J. G. Dentu (Tome III et IVp. 43-56).

CHAPITRE XLI.

D’après les calculs de Fanny, Edmond devait être à Londres depuis une semaine, et cependant elle n’en recevait aucune nouvelle. Elle tirait trois conclusions de ce silence, entre lesquelles son esprit flottait incertain. Son départ avait peut-être été différé, ou bien il n’avait point encore eu l’occasion de voir miss Crawford, ou bien peut-être il était trop heureux pour avoir le temps d’écrire une lettre.

Peu de jours après (il y avait un mois d’écoulé depuis son départ de Mansfield, ce qu’elle ne manquait jamais de calculer chaque jour), elle et Susanne s’apprêtaient à se retirer, suivant leur usage, dans l’appartement d’en haut, lorsqu’un coup de marteau annonça une visite. L’empressement de Rebecca à aller ouvrir la porte, fonction qu’elle préférait à toute autre, les empêcha de pouvoir l’éviter.

C’était la voix d’un gentleman ; c’était une voix qui avait déjà répandu la pâleur sur le visage de Fanny, lorsque M. Crawford entra dans la chambre où elle se trouvait.

Le bon sens qu’elle possédait ne tarda pas à venir à son aide ; elle présenta M. Crawford à sa mère comme un protecteur de William, quoiqu’elle aurait pensé auparavant qu’elle n’eût pas été capable de proférer une syllabe dans une pareille situation. L’idée que M. Crawford se présentait comme l’ami de William, lui donnait un peu de courage ; mais après l’avoir nommé ainsi à sa mère, et après que l’on eut pris des siéges, l’effroi que cette visite lui inspirait se renouvela, et elle se croyait sur le point de s’évanouir.

Pendant qu’elle cherchait à se ranimer, Crawford, qui d’abord s’était avancé vers elle avec un air aussi empressé qu’à aucune époque antérieure, eut l’attention de détourner ses regards pour lui donner le loisir de reprendre ses esprits. Il s’occupait entièrement de madame Price, et lui parlait avec une politesse, une convenance d’expressions, et en même temps un degré d’intérêt qui rendaient ses manières d’être parfaites.

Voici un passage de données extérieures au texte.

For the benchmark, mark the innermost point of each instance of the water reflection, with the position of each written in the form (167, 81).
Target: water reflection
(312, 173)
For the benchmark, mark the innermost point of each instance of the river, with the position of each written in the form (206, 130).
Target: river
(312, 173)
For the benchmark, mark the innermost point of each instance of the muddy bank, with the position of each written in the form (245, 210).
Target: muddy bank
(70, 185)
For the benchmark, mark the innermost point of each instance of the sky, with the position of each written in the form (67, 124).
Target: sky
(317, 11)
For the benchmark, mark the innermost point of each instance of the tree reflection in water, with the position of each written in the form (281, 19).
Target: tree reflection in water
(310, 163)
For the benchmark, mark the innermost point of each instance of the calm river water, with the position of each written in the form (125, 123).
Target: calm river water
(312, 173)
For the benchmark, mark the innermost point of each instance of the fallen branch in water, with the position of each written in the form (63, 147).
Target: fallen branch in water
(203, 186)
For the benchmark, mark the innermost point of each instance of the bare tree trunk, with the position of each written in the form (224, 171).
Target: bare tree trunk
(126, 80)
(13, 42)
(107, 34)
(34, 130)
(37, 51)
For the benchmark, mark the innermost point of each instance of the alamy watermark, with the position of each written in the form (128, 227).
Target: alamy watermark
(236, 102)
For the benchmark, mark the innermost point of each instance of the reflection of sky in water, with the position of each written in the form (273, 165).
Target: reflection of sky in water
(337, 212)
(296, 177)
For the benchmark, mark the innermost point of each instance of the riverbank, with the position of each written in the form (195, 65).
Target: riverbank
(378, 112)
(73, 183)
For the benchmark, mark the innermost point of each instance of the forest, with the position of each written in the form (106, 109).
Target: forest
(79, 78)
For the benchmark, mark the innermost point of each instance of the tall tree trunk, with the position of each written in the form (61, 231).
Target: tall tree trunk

Celles de madame Price étaient également on ne peut plus convenables. Animée par la présence d’un pareil ami de son fils, et par le désir de paraître avantageusement devant lui, ses expressions étaient celles de la reconnaissance maternelle, et elles ne pouvaient que plaire. M. Price était sorti, ce que madame Price regrettait beaucoup ; Fanny avait assez repris ses sens pour sentir qu’elle ne devait pas partager ce regret ; elle ne pouvait se défendre d’un sentiment de confusion, à cause de l’état de la maison où Crawford la trouvait. La présence de son père n’aurait fait qu’augmenter ce pénible sentiment.

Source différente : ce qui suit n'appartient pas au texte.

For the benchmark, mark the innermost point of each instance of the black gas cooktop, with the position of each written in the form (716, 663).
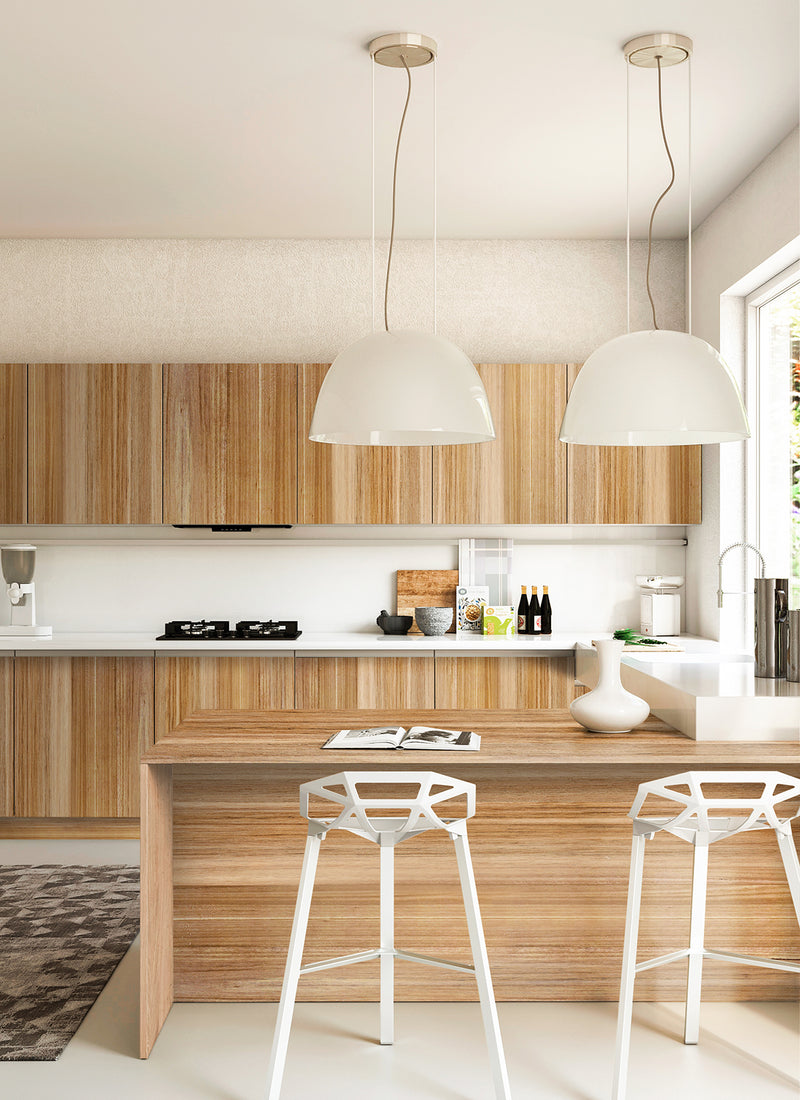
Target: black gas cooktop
(220, 630)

On parla de William ; madame Price ne pouvait tarir sur ce sujet, et M. Crawford montrait un intérêt pour son fils aussi vif qu’elle pouvait le désirer. Elle pensait qu’elle n’avait jamais vu de sa vie un homme aussi agréable, et elle s’étonnait qu’il ne fût venu à Portsmouth, ni pour visiter le port amiral, ni pour rendre visite au commissaire, ni même pour voir le chantier. Il était arrivé la nuit précédente pour rester un ou deux jours à Portsmouth, sans avoir aucun de ces projets.

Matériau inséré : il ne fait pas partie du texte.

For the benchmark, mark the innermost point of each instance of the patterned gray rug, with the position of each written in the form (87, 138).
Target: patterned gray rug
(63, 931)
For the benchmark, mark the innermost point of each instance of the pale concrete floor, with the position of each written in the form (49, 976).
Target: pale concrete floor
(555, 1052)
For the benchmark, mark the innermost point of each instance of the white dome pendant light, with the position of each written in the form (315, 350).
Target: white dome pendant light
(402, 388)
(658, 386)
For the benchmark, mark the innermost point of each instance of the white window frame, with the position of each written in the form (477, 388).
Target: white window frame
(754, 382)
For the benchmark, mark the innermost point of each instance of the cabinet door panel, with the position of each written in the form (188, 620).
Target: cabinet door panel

Pendant qu’il donnait ces détails, Fanny avait eu le temps de reprendre courage. Elle put soutenir assez bien les regards de Crawford et apprendre de lui qu’il avait passé une demi-heure avec sa sœur le soir où il avait quitté Londres, et qu’elle l’avait chargé de ses plus tendres complimens pour elle, mais qu’elle n’avait pas eu le temps de lui écrire ; que son cousin Edmond était à Londres, qu’il ne l’avait pas vu, mais qu’il était en très-bonne santé, et qu’il avait dû dîner la veille avec la famille Fraser.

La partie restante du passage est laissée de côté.